Bede zdawal rozserzony wos, historie i angielski.
Bardzo wierzac w swoje mozliwosci, dopiero teraz rozpoczynam nauke.
Wiem, ze z wosem sobie poradze, a z angielskiego rozszerzonego raczej na pewno dostane 100%. I tu pytanie - czy dam rade przygotowac sie do matury z historii rozszerzonej w 50 dni? W liceum bylem w klasie humanistycznej i wtedy zdalem historie podstawowa na 60%, nie byla mi potrzebna i w ogole sie nie uczylem.
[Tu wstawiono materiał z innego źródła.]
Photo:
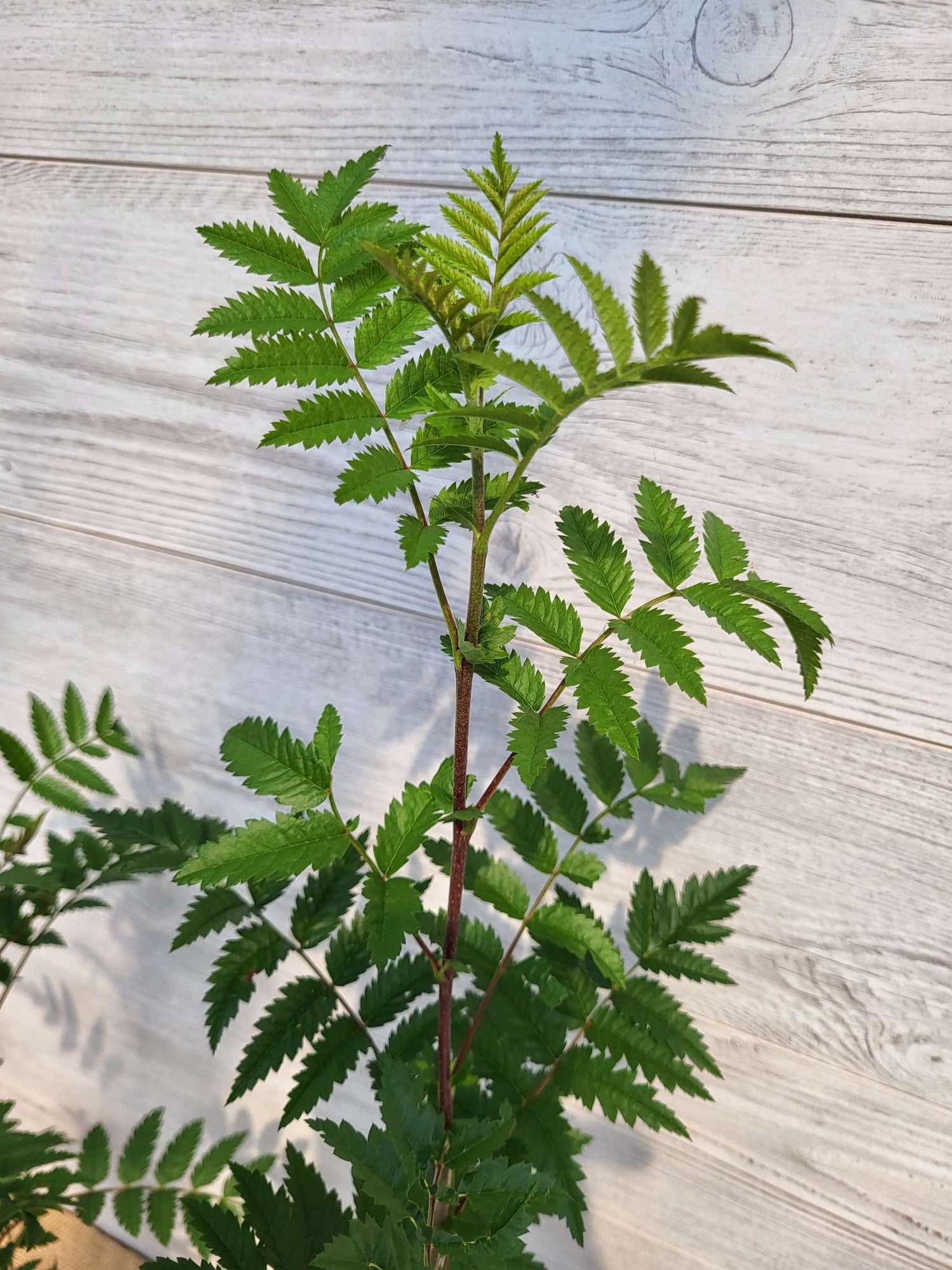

Od tamtej pory nie mialem raczej z tym tematem zadnej stycznosci.
Na niektorych uczelniach liczy sie jeszcze j. polski, mam tylko podstawe na 70%.
Sytuacja wiec wyglada tak:
J. polski podstawowy - 70%
J. angielski rozszerzony - 100% (prawdopodobnie)
Historia rozszerzona - ?
Wos rozszerzony - ?
Nie wybralem jeszcze uczelni, mozliwe, ze bedzie to Uniwersytet Szczecinski. Wydaje mi sie, ze tam wymagania nie powinny byc jakies wyjatkowo wysokie?
I najwazniejsze pytanie - jakie podreczniki polecacie, zeby dobrze przygotowac sie do rozszerzonej historii?